Have you had a look at 19th century philosopher Peter Kropotkin's The Conquest of Bread? Here's an excerpt:

>For thousands of years millions of men have laboured to clear the forests, to drain the marshes, and to open up highways by land and water. Every rood of soil we cultivate in Europe has been watered by the sweat of several races of men. Every acre has its story of enforced labour, of intolerable toil, of the people’s sufferings. Every mile of railway, every yard of tunnel, has received its share of human blood.

...

>The shafts of the mine still bear on their rocky walls the marks made by the pick of the workman who toiled to excavate them. The space between each prop in the underground galleries might be marked as a miner’s grave; and who can tell what each of these graves has cost, in tears, in privations, in unspeakable wretchedness to the family who depended on the scanty wage of the worker cut off in his prime by fire-damp, rock-fall, or flood?

>In virtue of this monstrous system, the son of the worker, on entering life, finds no field which he may till, no machine which he may tend, no mine in which he may dig, without accepting to leave a great part of what he will produce to a master. He must sell his labour for a scant and uncertain wage.
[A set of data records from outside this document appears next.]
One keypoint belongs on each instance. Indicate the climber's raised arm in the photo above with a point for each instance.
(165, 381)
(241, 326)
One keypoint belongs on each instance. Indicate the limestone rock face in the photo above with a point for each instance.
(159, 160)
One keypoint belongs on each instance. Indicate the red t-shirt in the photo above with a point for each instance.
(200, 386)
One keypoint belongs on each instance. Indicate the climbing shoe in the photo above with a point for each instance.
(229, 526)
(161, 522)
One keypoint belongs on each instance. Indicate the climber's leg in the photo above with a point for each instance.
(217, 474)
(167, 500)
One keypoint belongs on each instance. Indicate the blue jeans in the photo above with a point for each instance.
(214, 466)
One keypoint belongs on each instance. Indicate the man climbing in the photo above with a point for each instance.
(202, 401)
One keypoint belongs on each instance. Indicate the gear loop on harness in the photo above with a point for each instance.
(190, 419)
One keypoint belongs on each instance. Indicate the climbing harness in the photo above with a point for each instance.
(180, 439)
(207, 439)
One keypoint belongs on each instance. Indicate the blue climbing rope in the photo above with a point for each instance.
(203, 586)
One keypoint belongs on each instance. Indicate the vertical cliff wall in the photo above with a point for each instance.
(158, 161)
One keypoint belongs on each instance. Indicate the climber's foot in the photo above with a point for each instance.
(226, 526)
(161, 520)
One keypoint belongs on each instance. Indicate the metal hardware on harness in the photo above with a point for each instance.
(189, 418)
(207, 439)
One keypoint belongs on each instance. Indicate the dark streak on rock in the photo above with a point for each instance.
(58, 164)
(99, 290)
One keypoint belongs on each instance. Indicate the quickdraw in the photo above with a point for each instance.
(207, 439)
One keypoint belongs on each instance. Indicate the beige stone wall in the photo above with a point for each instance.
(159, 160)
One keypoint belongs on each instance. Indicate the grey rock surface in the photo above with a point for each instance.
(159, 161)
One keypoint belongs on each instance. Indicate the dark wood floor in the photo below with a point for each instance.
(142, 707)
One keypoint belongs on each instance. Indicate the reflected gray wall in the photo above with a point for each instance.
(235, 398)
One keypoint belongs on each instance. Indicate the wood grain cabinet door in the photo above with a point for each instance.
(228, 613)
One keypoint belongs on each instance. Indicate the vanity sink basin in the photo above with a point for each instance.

His father and his grandfather have toiled to drain this field, to build this mill, to perfect this machine. They gave to the work the full measure of their strength, and what more could they give? But their heir comes into the world poorer than the lowest savage. If he obtains leave to till the fields, it is on condition of surrendering a quarter of the produce to his master, and another quarter to the government and the middlemen. And this tax, levied upon him by the State, the capitalist, the lord of the manor, and the middleman, is always increasing; it rarely leaves him the power to improve his system of culture. If he turns to industry, he is allowed to work — though not always even that — only on condition that he yield a half or two-thirds of the product to him whom the land recognizes as the owner of the machine.

I'd really recommend a read, I used to think as you did, that we are born poor. In reality, we are born with the riches of the world around us, yet ungraspable.

https://theanarchistlibrary.org/library/petr-kropotkin-the-c...



I actually agree with much of that assessment; I just don't think it paints the full story over the arc of history. I also don't think access to and domain over raw materials or "riches" equates to wealth in the same way having access to charcoal is not the same as creating carbon fiber. Transforming those materials into useful technologies has happened exactly because of things like property rights (ownership), open markets, and the rule of law. It might not be perfect, but so far it does seem to work for our common benefit, over time, even acknowledging the hardships those toiling in the mines do seem to bear.

Its feels a bit myopic to pretend like the the miner mining iron ore 150 years ago used in the creation of a steam engine somehow only benefits from his direct wage, and not indirectly from the product he's helping to create. Yes, the direct monetary benefits accrue to the owners, but by and large those owners produce things of value (increasingly so) to society in a way that that makes that miner's great-grandson far far better off than a "lowest savage" today. I think this is the same false litany that tells us the world is getting worse and worse (especially for the poor), whereas data tells us the exact opposite.

So not everyone gets to be an owner and be directly rewarded, and that work is certainly hard, but we do all seem to share in the collective benefits ownership creates.


Thank you for the reference. I look forward to reading this.